Additionally, angled Potomac River Muskellunge reported through a voluntary creel diary program indicated that catch rates are highest during July when fish are initially confined to thermal refugia, but they decline in August, potentially after prolonged exposure to thermal stress (MDDNR 2019). Angler tag returns from an ongoing tagging program (2000–2019) were also highest during the summer months, and an angler preference survey indicated that summer was the most popular season for Muskellunge angling in the Potomac River (MDDNR 2017). The data demonstrate that anglers successfully target and catch Muskellunge during the summer period and when Muskellunge occupy TRAs. Furthermore, results of a 2020 angler response survey that was specific to the freshwater Potomac River showed an extremely low response rate of 21% (Maryland Department of Natural Resources, unpublished data), suggesting that more radio-tagged fish were likely caught during the summer but were not reported.

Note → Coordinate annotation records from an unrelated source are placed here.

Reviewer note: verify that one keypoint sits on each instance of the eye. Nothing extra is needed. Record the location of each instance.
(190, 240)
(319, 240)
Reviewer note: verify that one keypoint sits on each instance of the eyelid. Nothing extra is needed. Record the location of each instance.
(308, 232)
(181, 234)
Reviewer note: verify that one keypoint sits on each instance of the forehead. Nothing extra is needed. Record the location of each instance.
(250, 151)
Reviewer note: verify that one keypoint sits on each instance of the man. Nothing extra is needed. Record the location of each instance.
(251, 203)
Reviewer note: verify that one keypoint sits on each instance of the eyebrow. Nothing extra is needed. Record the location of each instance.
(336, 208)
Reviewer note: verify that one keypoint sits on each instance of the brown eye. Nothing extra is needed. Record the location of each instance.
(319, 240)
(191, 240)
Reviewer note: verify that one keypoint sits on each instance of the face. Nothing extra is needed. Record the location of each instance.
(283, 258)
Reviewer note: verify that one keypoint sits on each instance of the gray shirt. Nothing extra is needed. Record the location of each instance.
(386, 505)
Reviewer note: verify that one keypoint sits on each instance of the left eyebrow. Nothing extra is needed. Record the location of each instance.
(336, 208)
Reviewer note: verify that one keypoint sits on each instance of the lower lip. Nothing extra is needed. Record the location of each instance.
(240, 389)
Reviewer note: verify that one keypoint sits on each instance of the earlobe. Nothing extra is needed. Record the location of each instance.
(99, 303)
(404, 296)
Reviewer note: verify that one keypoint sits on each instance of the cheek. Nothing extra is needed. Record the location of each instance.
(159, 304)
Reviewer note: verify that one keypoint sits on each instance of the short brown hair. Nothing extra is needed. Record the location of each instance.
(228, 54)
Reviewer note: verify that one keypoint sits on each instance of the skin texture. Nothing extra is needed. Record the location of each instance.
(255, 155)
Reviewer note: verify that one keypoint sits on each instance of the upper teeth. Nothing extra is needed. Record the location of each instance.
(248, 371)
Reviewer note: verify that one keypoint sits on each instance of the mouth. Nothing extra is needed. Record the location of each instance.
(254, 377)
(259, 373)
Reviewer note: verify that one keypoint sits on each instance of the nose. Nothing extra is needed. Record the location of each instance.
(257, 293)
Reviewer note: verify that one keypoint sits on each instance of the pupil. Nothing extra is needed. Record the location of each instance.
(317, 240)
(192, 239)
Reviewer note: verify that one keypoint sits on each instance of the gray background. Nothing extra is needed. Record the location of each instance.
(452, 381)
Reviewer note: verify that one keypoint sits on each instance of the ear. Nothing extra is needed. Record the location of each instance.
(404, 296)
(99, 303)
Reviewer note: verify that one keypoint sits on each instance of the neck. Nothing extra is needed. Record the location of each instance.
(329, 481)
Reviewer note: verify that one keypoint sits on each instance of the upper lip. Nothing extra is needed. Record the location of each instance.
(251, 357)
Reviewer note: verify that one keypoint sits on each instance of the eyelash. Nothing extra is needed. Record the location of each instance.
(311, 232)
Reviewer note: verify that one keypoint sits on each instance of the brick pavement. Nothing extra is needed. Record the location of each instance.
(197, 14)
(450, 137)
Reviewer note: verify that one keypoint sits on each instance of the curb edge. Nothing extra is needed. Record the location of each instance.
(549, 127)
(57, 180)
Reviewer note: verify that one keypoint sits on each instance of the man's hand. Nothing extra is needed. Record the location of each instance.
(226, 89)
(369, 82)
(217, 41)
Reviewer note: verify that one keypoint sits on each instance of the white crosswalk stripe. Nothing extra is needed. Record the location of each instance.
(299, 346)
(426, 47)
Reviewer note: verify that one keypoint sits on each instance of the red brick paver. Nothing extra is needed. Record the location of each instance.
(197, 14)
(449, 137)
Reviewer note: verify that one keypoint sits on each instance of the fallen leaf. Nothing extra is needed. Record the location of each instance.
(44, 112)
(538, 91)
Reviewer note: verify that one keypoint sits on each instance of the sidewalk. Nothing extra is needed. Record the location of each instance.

This study provides direct evidence of Muskellunge reliance on/occupancy of TRAs during periods of thermal stress in a southern riverine population. Furthermore, the temperature occupancy model demonstrates a need to better understand summer angling mortality, especially given the projected rise in temperatures in the decades to come. Managers of southern riverine Muskellunge fisheries should consider identifying and protecting TRA habitats in main-stem rivers where temperatures exceed 25°C for extended periods of time during summer months. It is quite possible that Muskellunge population size, growth, and mortality may be limited to TRA availability in southern rivers. This additional information will help managers to determine whether outreach or regulatory actions are warranted to sustain these trophy fisheries if summer angling pressure and/or exploitation is high.